Pour aller plus loin, un autre article du site Esneuxmédical vous éclaire sur le rôle décisif de la kinésithérapie périnéale en cas de fuites nocturnes : Pourquoi la rééducation du périnée est essentielle pour les pertes urinaires nocturnes.

Prenons une image : détendre son périnée, c’est comme huiler les rouages d’une vieille horloge. Dès les premiers gestes, le mécanisme retrouve souplesse et assurance, et la vie redevient fluide. Ici, pas de miracle, mais du sur-mesure, pas à pas, en fonction de votre vécu et de vos besoins.

Chaque femme mérite d’être entendue. Et votre douleur, même invisible, mérite d’être soulagée, comprise, expliquée. Les tensions du périnée ne sont pas une fatalité : au contraire, elles peuvent devenir le point de départ d’une vraie (re)découverte de son corps et d’une vie quotidienne apaisée.

Alors, quand faut-il consulter ? La réponse est simple : dès qu’une douleur, un inconfort, une gêne récurrente vous pèse ou gâche votre quotidien. La consultation pourra se faire à Esneux en cabinet chez Lisa MOENS, Kinésithérapeute périnéale conventionnée INAMI, ou à domicile selon la situation. Mme MOENS travaille d’ailleurs en étroite approche multidisciplinaire, notamment pour la rééducation du périnée en cas de fuites urinaires, troubles post-accouchement (post-partum), ou chez les femmes souffrant d’endométriose ou de troubles urinaires fonctionnels.

Petit rappel utile : près de 1 femme sur 3 fera face au moins une fois dans sa vie à une tension périnéale ayant un impact direct ou indirect sur sa qualité de vie. Autant ne pas attendre que les douleurs invisibles deviennent des douleurs… bien réelles !

FAQ – Questions fréquentes

Comment reconnaître une douleur invisible liée à une tension du périnée ?

Une douleur invisible liée au périnée se manifeste souvent par une gêne diffuse, un inconfort au niveau du bas-ventre, ou une sensation de pesanteur pelvienne. Si vous ressentez des brûlures, des tensions pendant les rapports, en position assise ou lors de l’effort sans cause clairement identifiée, il est recommandé de consulter un(e) spécialiste en kinésithérapie périnéale.

Pourquoi les douleurs pelviennes féminines restent-elles souvent sans explication médicale ?

Les douleurs pelviennes féminines sont fréquemment causées par des tensions périnéales difficiles à détecter lors des examens médicaux classiques. Seule une approche globale, incluant la kinésithérapie périnéale, permet de comprendre ces douleurs souvent “invisibles” mais bien réelles pour les femmes.

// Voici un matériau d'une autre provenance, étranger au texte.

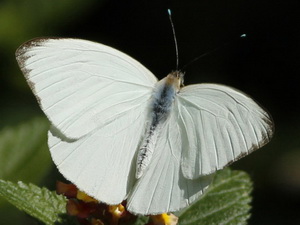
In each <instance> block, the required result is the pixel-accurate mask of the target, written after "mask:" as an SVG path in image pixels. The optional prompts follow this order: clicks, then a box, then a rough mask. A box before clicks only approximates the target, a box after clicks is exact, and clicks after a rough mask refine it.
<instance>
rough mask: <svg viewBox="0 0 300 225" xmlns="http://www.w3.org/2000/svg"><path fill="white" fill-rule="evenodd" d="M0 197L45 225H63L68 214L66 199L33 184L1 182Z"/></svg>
mask: <svg viewBox="0 0 300 225" xmlns="http://www.w3.org/2000/svg"><path fill="white" fill-rule="evenodd" d="M0 196H1V197H3V198H5V199H6V200H7V201H9V202H10V203H11V204H13V205H14V206H16V207H17V208H19V209H20V210H22V211H25V212H26V213H28V214H29V215H31V216H32V217H34V218H36V219H38V220H40V221H41V222H43V223H45V224H49V225H50V224H51V225H52V224H55V223H61V222H62V221H63V216H64V215H65V213H66V201H67V200H66V199H65V197H63V196H62V195H57V194H56V193H55V192H52V191H49V190H48V189H46V188H39V187H37V186H35V185H33V184H29V185H27V184H24V183H23V182H18V183H12V182H9V181H3V180H0ZM12 219H13V218H12Z"/></svg>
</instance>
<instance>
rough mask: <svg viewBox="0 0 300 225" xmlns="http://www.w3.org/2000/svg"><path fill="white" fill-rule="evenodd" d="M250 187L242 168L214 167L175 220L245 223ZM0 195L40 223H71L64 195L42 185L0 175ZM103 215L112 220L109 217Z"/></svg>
mask: <svg viewBox="0 0 300 225" xmlns="http://www.w3.org/2000/svg"><path fill="white" fill-rule="evenodd" d="M251 191H252V182H251V180H250V177H249V176H248V175H247V174H246V173H245V172H242V171H232V170H230V169H229V168H227V169H224V170H222V171H218V172H217V174H216V175H215V177H214V180H213V183H212V184H211V186H210V187H209V188H208V189H207V190H206V192H205V194H204V195H203V196H202V197H201V198H200V199H199V200H197V201H196V202H195V203H193V204H192V205H191V206H190V207H188V208H185V209H183V211H181V213H179V214H180V216H179V223H180V224H182V225H199V224H202V225H212V224H216V225H217V224H232V225H238V224H247V220H248V218H249V217H250V213H249V211H250V208H251V207H250V202H251V197H250V193H251ZM0 197H2V198H5V199H6V200H7V201H9V202H10V203H12V204H13V205H14V206H16V207H17V208H19V209H20V210H22V211H24V212H26V213H28V214H29V215H31V216H32V217H33V218H35V219H37V220H39V221H41V222H43V223H44V224H47V225H54V224H57V223H58V224H73V223H72V222H71V220H68V219H67V218H68V216H67V214H66V204H67V200H66V198H64V197H63V196H62V195H57V194H56V193H55V192H53V191H49V190H47V189H46V188H40V187H37V186H35V185H33V184H28V185H27V184H24V183H23V182H18V183H12V182H7V181H3V180H1V179H0ZM148 218H149V217H146V216H140V217H139V218H138V219H137V221H135V223H134V225H138V224H140V225H143V224H146V223H147V219H148ZM65 219H67V220H65ZM106 219H108V221H111V220H112V219H111V217H108V218H106ZM121 224H127V225H128V221H127V222H126V221H125V222H124V223H122V222H120V225H121Z"/></svg>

Quand faut-il prendre rendez-vous pour une rééducation du périnée à Esneux ?

Idéalement, dès l’apparition de gênes pelviennes, de fuites urinaires, ou de douleurs inexpliquées au bas-ventre, même après un accouchement ou en simple prévention. Un bilan périnéal réalisé par Mme Lisa MOENS peut faire toute la différence, quelle que soit l’étape de votre vie.

Faut-il une ordonnance pour consulter un(e) kinésithérapeute périnéale en Belgique ?

Oui, en Belgique, la rééducation du périnée par un(e) kinésithérapeute conventionné(e) INAMI, telle que Mme Lisa MOENS à Esneux, nécessite une prescription médicale. Cela vous permet une prise en charge adaptée et remboursée, selon les conditions de votre mutuelle.